Waste and fraud in government programs should be rooted out vigilantly.
Legislation should fix a problem with a fitting solution, not punish the needy.
Those two objectives must guide an Indiana General Assembly committee studying a proposal to require food stamp recipients to show a photo ID when they go to the grocery store. The idea, pushed by Republican state legislators, will be reviewed this summer and fall by a committee of lawmakers and could wind up as a bill during the Legislature’s 2014 session. In their offseason study, Hoosier legislators should focus on facts, not exaggeration.
The commonly used term “food stamps” refers to the federal Supplemental Nutrition Assistance Program, created to keep poor people from going hungry. Today, a SNAP recipient is issued an electronic benefits card, similar to a bank debit card, and slides it through the checkout machine at a store. U.S. Department of Agriculture guidelines currently require stores to treat SNAP recipients no differently than anyone else.

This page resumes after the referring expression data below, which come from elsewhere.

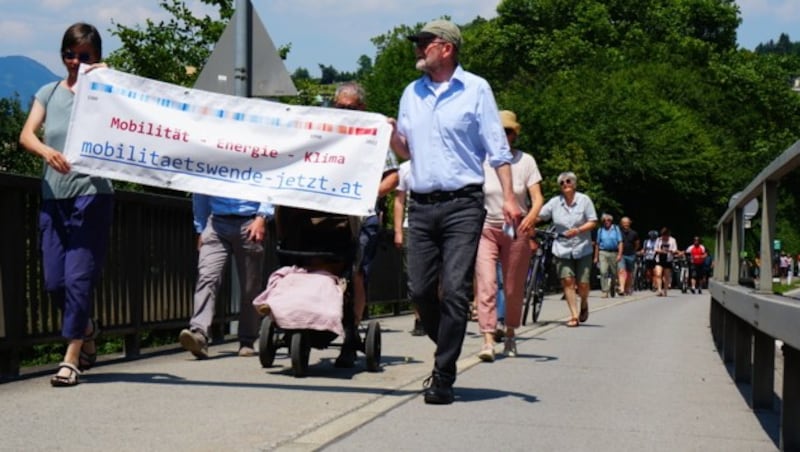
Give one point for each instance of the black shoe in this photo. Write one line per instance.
(418, 329)
(437, 392)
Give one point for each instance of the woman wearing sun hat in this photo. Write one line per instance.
(495, 246)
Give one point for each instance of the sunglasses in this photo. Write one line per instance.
(83, 57)
(423, 44)
(348, 106)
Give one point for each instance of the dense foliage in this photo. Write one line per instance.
(650, 102)
(168, 51)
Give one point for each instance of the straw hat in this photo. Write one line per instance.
(509, 120)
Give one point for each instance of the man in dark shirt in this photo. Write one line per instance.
(630, 245)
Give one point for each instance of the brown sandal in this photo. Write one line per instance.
(72, 379)
(584, 314)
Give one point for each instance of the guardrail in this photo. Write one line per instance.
(746, 321)
(149, 276)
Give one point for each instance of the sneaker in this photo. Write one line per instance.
(194, 342)
(500, 331)
(437, 392)
(418, 329)
(510, 347)
(245, 351)
(487, 353)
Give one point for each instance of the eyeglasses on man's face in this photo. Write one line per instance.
(83, 57)
(347, 106)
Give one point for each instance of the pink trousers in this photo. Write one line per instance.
(514, 256)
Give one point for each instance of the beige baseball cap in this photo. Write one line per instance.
(439, 29)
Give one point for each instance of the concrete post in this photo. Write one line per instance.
(763, 371)
(769, 209)
(728, 335)
(790, 411)
(719, 255)
(737, 244)
(742, 363)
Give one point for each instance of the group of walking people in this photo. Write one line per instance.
(473, 202)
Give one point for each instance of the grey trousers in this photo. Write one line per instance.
(224, 237)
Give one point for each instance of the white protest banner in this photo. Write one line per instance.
(140, 130)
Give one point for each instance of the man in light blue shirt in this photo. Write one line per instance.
(448, 124)
(227, 227)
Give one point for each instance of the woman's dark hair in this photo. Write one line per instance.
(80, 34)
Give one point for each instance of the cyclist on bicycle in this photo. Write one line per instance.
(630, 245)
(608, 252)
(696, 254)
(648, 253)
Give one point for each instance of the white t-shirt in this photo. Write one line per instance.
(524, 173)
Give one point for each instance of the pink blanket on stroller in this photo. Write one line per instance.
(299, 299)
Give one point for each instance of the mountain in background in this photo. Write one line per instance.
(23, 76)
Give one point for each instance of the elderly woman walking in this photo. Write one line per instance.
(509, 247)
(574, 217)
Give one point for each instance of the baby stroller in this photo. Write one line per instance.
(321, 244)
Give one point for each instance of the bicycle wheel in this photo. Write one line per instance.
(530, 286)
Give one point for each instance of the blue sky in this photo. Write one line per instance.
(330, 32)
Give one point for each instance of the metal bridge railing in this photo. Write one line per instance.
(746, 317)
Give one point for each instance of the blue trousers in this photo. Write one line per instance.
(74, 235)
(442, 245)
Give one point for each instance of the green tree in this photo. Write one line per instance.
(172, 51)
(13, 158)
(300, 73)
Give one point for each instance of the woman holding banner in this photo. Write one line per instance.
(76, 210)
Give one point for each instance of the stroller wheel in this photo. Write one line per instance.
(373, 346)
(300, 351)
(267, 342)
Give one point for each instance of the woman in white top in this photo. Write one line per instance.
(512, 252)
(666, 247)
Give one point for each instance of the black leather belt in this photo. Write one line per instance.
(439, 196)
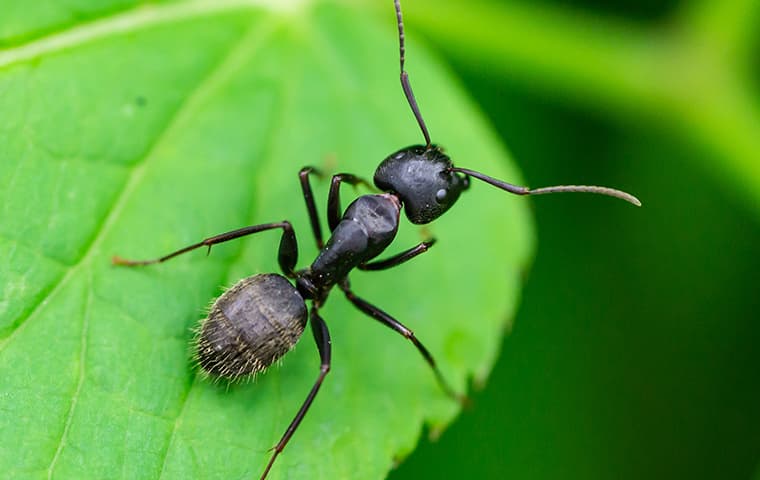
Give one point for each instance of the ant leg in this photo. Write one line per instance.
(394, 324)
(322, 338)
(399, 258)
(308, 197)
(287, 255)
(333, 198)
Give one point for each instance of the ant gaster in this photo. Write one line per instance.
(262, 317)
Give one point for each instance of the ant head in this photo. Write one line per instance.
(423, 179)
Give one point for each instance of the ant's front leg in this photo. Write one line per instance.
(399, 258)
(334, 212)
(308, 197)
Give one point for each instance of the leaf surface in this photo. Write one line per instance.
(147, 128)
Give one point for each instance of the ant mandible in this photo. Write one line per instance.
(262, 317)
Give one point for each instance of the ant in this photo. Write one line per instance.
(262, 317)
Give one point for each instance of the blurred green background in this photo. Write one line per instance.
(634, 354)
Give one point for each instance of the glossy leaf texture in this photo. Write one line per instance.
(138, 129)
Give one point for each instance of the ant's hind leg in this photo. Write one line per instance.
(322, 338)
(287, 256)
(394, 324)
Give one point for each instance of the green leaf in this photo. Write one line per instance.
(688, 76)
(149, 128)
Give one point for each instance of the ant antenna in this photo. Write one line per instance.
(405, 76)
(518, 190)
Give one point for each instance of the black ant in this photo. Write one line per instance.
(262, 317)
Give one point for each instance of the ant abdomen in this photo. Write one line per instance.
(250, 326)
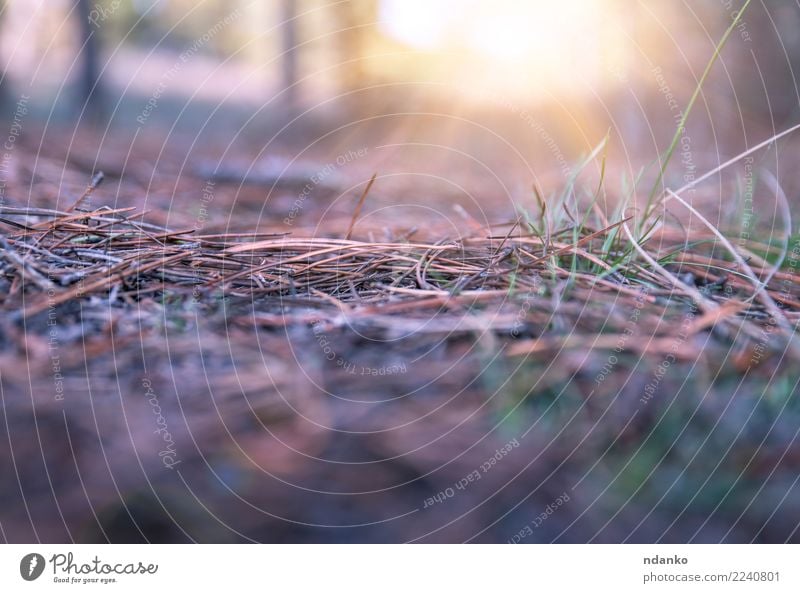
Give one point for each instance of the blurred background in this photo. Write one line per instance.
(524, 88)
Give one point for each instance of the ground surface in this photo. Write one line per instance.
(194, 352)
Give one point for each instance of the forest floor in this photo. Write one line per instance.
(192, 352)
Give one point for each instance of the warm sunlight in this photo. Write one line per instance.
(535, 47)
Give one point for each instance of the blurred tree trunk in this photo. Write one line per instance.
(89, 87)
(289, 58)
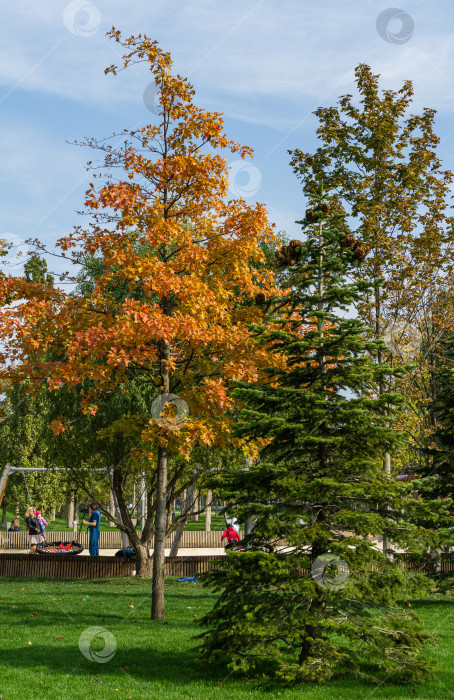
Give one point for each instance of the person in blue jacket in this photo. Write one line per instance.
(93, 527)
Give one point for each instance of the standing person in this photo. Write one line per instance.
(93, 526)
(42, 522)
(14, 527)
(234, 523)
(231, 535)
(34, 529)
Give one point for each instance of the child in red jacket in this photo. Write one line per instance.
(231, 535)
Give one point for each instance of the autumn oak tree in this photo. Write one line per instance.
(161, 224)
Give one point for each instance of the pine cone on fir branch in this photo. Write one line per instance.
(347, 241)
(360, 252)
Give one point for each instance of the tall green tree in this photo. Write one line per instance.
(325, 605)
(381, 161)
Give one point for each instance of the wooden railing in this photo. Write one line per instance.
(77, 567)
(111, 539)
(81, 567)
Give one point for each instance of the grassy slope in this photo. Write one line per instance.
(152, 660)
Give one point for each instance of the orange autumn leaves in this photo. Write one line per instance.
(178, 266)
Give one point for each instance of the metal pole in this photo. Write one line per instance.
(143, 503)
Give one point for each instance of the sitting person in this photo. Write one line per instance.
(42, 522)
(231, 535)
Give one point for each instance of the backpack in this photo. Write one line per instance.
(128, 553)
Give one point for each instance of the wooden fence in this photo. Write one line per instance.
(77, 567)
(112, 540)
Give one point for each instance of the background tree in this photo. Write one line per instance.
(319, 486)
(381, 162)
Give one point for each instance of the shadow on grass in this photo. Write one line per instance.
(180, 670)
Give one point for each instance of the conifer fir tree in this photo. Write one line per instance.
(325, 604)
(436, 473)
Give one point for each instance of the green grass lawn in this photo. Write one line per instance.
(59, 524)
(152, 659)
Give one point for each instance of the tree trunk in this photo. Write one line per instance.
(143, 561)
(157, 596)
(185, 511)
(123, 535)
(208, 511)
(70, 516)
(111, 508)
(195, 507)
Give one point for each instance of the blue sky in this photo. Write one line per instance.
(266, 64)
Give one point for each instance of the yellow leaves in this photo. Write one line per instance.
(57, 427)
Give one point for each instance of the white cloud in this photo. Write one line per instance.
(257, 59)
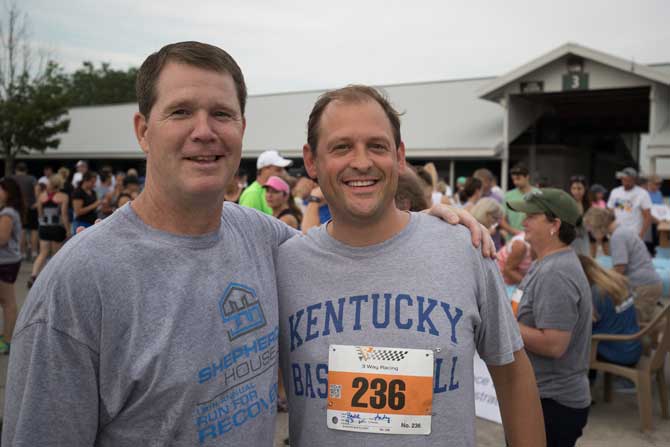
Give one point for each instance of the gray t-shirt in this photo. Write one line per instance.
(135, 337)
(26, 184)
(627, 248)
(10, 253)
(425, 288)
(557, 295)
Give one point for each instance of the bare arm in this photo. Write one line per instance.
(646, 216)
(65, 218)
(80, 209)
(504, 225)
(311, 217)
(478, 232)
(519, 402)
(5, 229)
(547, 342)
(38, 204)
(291, 221)
(516, 256)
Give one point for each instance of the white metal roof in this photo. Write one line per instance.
(492, 90)
(441, 119)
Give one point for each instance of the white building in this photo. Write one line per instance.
(573, 110)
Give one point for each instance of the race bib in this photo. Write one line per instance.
(380, 390)
(515, 300)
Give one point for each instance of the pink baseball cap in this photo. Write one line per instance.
(278, 184)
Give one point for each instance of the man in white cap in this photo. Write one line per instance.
(631, 203)
(269, 163)
(82, 167)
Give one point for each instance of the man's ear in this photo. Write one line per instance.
(402, 163)
(310, 161)
(141, 127)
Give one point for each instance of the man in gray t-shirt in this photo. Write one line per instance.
(630, 257)
(382, 311)
(159, 326)
(556, 295)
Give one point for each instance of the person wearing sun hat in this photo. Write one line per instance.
(554, 313)
(269, 163)
(631, 203)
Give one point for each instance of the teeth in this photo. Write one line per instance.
(361, 183)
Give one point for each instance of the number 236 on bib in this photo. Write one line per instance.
(380, 390)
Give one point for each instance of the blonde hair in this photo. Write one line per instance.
(64, 173)
(485, 208)
(598, 219)
(612, 283)
(56, 181)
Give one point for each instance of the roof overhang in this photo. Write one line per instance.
(494, 90)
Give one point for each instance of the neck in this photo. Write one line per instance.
(612, 227)
(553, 246)
(262, 177)
(185, 217)
(276, 211)
(363, 233)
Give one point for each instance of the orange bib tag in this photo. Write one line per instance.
(515, 300)
(380, 390)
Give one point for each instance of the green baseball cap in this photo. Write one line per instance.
(553, 200)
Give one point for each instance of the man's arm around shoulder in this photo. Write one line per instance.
(519, 402)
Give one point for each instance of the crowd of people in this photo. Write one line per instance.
(177, 318)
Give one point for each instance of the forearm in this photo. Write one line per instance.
(513, 276)
(646, 223)
(311, 217)
(82, 210)
(519, 402)
(539, 341)
(504, 225)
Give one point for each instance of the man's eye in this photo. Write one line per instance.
(223, 114)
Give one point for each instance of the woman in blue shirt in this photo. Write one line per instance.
(613, 313)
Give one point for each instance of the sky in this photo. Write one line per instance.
(306, 45)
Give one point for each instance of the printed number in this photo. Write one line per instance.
(391, 393)
(575, 81)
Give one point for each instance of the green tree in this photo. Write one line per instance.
(33, 104)
(93, 86)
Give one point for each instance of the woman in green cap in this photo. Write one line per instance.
(554, 313)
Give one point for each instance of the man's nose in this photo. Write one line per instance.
(361, 159)
(202, 127)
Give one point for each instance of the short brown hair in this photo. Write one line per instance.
(197, 54)
(351, 94)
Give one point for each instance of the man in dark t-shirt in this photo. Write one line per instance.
(85, 202)
(27, 184)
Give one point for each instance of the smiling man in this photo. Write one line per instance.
(158, 326)
(379, 350)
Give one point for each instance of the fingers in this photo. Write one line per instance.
(488, 246)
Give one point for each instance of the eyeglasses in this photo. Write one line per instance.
(532, 194)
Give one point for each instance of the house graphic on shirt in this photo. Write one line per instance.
(240, 310)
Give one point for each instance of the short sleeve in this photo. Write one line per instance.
(498, 335)
(618, 249)
(556, 303)
(645, 202)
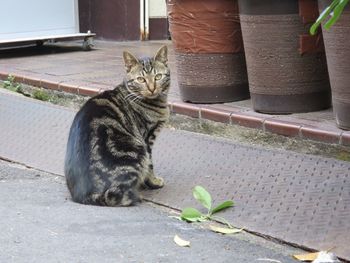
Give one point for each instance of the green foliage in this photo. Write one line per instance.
(334, 11)
(11, 84)
(41, 95)
(190, 214)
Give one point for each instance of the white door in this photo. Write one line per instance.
(25, 19)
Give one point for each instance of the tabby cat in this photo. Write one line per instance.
(109, 150)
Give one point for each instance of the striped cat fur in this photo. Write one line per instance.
(109, 150)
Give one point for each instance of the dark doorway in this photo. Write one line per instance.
(111, 19)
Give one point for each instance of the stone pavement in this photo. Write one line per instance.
(39, 224)
(297, 198)
(65, 67)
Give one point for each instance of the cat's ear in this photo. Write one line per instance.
(162, 55)
(130, 61)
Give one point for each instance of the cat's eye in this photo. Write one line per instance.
(158, 77)
(141, 79)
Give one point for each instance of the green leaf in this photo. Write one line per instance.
(222, 206)
(191, 214)
(202, 196)
(325, 13)
(338, 10)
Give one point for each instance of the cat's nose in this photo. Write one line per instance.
(151, 88)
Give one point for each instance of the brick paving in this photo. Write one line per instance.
(64, 66)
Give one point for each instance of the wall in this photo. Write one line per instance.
(111, 19)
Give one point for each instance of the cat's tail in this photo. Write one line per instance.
(114, 196)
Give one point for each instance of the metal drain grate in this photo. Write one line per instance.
(298, 198)
(33, 133)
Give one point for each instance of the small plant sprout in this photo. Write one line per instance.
(11, 84)
(190, 214)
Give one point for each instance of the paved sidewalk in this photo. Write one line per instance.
(65, 67)
(301, 199)
(39, 224)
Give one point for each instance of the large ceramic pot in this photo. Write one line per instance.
(209, 50)
(287, 69)
(337, 43)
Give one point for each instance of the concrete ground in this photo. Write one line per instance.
(291, 196)
(265, 183)
(64, 66)
(39, 223)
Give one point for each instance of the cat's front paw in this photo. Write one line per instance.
(155, 182)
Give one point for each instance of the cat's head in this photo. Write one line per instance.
(148, 77)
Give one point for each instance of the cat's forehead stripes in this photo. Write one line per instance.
(147, 64)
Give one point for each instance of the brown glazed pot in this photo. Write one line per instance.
(209, 50)
(287, 69)
(337, 43)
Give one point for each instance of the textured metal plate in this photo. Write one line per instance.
(298, 198)
(33, 133)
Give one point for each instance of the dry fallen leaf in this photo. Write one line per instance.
(326, 257)
(225, 230)
(180, 242)
(306, 257)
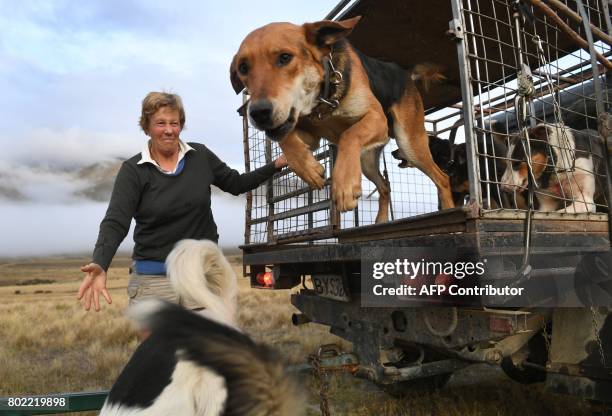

One of the primary reasons SNAP cardholders are handled equally goes to the heart of the program’s intent — feeding kids. Food-stamp benefits are assigned to families, not individuals. Requiring a photo ID could prevent children in a SNAP family from buying needed groceries. Also, the head of their household — as is the case with many low-income folks — may not possess a state-issued photo ID.
So, why would Indiana legislators try to impose a photo-ID requirement for food stamps after fellow Republicans in a dozen other states failed to enact similar measures? Reports of fraud incidents in a vast federal program understandably aggravate taxpayers. Those illegalities include SNAP cards being trafficked for cash, drugs and guns. The government has a responsibility to track down and prosecute those offenders.
But the vast majority of families receiving SNAP assistance are not scamming the system; the fraudulent use of food stamps is rare and decreasing, according to the USDA, from 4 percent in 1998 to 1 percent today. The ranks of the recipients have indeed grown, from 28 million Americans five years ago to 48 million now. The numbers are up in Indiana, too, from 100,000 recipients 15 years ago to 925,000 in 2013, or 14 percent of Hoosiers.